Today’s News: Infrastructure Moves Up, Andy Moves Out

So Andy resigned (yay) and the bipartisan infrastructure bill passed in the Senate (yay).

Regarding Andy, here’s a couple of paragraphs from New York’s Justin Miller:

The report also revealed for the first time allegations by a state trooper that Cuomo ran his hands over her body after picking her out of the ranks to serve on his protective detail.

Cuomo summarized his defense against the complaints as a matter of personal ignorance regarding supposedly changing mores involving the treatment of women. “I didn’t realize the extent to which the line has been redrawn,” he said. “There are generational and cultural shifts that I just didn’t fully appreciate.”

He seriously thought groping a state trooper used to be normal? Well, truth to tell, it probably was, but not for a long time. See Andrew Prokop at Vox on why Cuomo resigned and Trump didn’t.

After the report’s release, leading Democrats said Cuomo had to go. New York’s entire Democratic congressional delegation called on him to resign, as did national Democratic leaders like President Joe Biden and House Speaker Nancy Pelosi. Longtime allies in state politics abandoned him too, from unions to state legislature power brokers. A majority of legislators in the state assembly went on record supporting his impeachment. Voters rejected him too — a Quinnipiac poll found that 70 percent of New York voters wanted Cuomo to quit.

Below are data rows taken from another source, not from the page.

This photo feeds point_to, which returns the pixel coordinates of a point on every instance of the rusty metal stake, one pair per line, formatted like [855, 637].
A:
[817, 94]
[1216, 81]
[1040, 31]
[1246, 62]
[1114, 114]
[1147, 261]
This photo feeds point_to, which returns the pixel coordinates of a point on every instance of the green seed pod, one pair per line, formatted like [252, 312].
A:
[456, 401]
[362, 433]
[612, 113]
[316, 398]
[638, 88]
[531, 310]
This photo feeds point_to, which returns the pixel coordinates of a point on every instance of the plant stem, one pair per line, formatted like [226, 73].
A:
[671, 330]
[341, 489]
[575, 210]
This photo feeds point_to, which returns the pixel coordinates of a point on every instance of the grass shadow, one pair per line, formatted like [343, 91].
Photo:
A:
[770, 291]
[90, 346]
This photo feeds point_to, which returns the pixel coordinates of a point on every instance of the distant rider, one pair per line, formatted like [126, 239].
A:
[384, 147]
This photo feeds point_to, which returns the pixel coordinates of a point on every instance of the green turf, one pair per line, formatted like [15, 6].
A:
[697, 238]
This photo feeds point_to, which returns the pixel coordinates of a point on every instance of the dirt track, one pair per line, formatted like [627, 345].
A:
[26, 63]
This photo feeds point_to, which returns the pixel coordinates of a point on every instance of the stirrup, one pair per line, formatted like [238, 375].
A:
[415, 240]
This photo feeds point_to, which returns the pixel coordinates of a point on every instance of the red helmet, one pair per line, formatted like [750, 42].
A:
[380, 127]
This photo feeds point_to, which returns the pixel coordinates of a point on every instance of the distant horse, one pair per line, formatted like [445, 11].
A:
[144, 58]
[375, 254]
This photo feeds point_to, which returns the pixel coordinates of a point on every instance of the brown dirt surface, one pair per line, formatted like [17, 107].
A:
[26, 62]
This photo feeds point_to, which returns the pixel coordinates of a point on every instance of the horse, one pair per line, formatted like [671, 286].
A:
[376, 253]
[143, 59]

The writing on the wall became clear — he couldn’t win. Furthermore, a conviction in his impeachment trial could have banned him from holding state office in the future. So now, he hopes, he will avoid that trial altogether.

And look for Bill DeBlasio to be very cheerful. Oh, and Trump didn’t resign because Republicans didn’t pressure him to, says Prokop. In case you wondered.

Regarding the bipartisan infrastructure bill, Paul Waldman explains why nineteen Republicans (although not all of the Republicans who had negotiated the thing) voted for the bill. In brief, some Republicans really want big infrastructure projects in their states to get funded. And a few aren’t afraid of being bipartisan. Plus this:

The key GOP constituency — big business — wants this bill. Republicans may feed their base a steady diet of manufactured culture-war controversies, but when it comes time to write laws, few things matter more to them than the opinions of the business interests that fund their campaigns.

Those interests are now eager for the government to spend on the infrastructure on which they depend, which is why this bill is backed by the U.S. Chamber of Commerce, the Business Roundtable and the National Association of Manufacturers, as well as many influential CEOs. Those aren’t people Republicans say no to very often.

It still needs to go to the House, where its fate is tied to the reconciliation bill. See German Lopez at Vox for how that’s likely to go.  It could all blow up, but it might not.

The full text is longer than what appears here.